Também eu sou um europeísta, que vê na CEE/UE um dos mais extraordinários projetos e criações da humanidade do século XX, embora me pareça que os rigores do euro e as tentações (demasiado) federalistas foram, entretanto, mais contraproducentes do que produtivas. Isto dito, a (minha) Europa, cultural, mental, social, económica e política, de pátrias sem excessivo nativismo e de cosmopolitismo sem excessivo globalismo, está, em 2024, num momento decisivo. Parece ser um dado expectável que as bancadas da extrema-direita de Estrasburgo vão sair reforçadas, talvez com um simétrico crescimento da extrema-esquerda e com o inevitável definhar dos moderados mais tradicionais. E será esse novo Parlamento Europeu (e uma nova Comissão, possivelmente sob um segundo mandato de Ursula von der Leyen) que terá de lidar com os dilemas civilizacionais que estão diante de nós, os europeus. Como reforçar as capacidades de defesa continental – pedidas pelos inquiridos do Eurobarómetro – sem golpear o Estado Social europeu, que tão positivamente distinguiu o projeto comunitário no tempo da abundância? Entre comprar canhões ou comprar manteiga (como se dizia em 1914), para onde penderão as opções da UE, sabendo-se que a guerra é diversamente vista em Lisboa ou Madrid, em Paris ou Berlim, em Varsóvia ou em Budapeste? Sobretudo, como fazer a pedagogia de que a guerra espreita, junto de europeus herdeiros de um longuíssimo ciclo de paz, para quem a democracia era sinónimo de uma abundância de progresso pacífico que parece estar ensombrada? Além da guerra, o outro elefante na sala é a imigração, teoricamente regulada por um bondoso, mas ineficaz e já bastante furado Pacto das Migrações. Precisamos de imigrantes – mas quais e como? – até para desarmar a bomba do envelhecimento demográfico e financiar o Estado social.

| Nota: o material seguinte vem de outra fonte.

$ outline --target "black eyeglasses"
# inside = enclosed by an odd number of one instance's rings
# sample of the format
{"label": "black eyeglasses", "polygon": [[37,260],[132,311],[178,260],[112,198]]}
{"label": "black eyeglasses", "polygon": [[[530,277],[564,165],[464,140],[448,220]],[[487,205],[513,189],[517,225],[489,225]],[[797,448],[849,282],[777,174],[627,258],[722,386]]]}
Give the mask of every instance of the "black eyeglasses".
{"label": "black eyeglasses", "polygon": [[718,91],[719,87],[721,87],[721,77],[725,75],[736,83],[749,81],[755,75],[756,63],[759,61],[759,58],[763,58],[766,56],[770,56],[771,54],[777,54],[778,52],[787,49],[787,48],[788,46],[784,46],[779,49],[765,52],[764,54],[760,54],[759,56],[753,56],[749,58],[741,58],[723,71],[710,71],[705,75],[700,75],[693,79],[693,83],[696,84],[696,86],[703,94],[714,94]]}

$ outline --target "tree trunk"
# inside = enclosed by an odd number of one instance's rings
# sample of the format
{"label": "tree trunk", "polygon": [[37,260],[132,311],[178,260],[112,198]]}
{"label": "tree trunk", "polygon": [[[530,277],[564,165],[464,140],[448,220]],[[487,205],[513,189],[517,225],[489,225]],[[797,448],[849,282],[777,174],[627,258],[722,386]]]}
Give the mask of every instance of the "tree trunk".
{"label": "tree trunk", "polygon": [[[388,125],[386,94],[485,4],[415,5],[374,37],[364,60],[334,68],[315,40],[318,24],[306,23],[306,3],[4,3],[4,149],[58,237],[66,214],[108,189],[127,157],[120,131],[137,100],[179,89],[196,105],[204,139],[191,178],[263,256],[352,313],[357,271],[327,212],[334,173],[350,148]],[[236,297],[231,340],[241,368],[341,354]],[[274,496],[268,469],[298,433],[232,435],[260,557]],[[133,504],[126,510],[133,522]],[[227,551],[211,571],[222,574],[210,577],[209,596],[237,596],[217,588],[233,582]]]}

De todas estas coisas, porém, fala-se pouco, ou cai-se no tribalismo da porta aberta aos “200 milhões” ou da porta fechada pela islamofobia e demais fobias. Como se fala pouco do que será a Europa perante um novo retraimento americano e um redivivo globalismo chinês, ambos produto de um mundo pós-Europeu. Na unidade operativa da sua enriquecedora diversidade, a UE vai entrar num ciclo arriscado e desafiante. E se Portugal segue sendo um “bom aluno” europeu, tem espaço, e deve ter a obrigação, à medida das suas possibilidades, de altear a voz na sala de aula.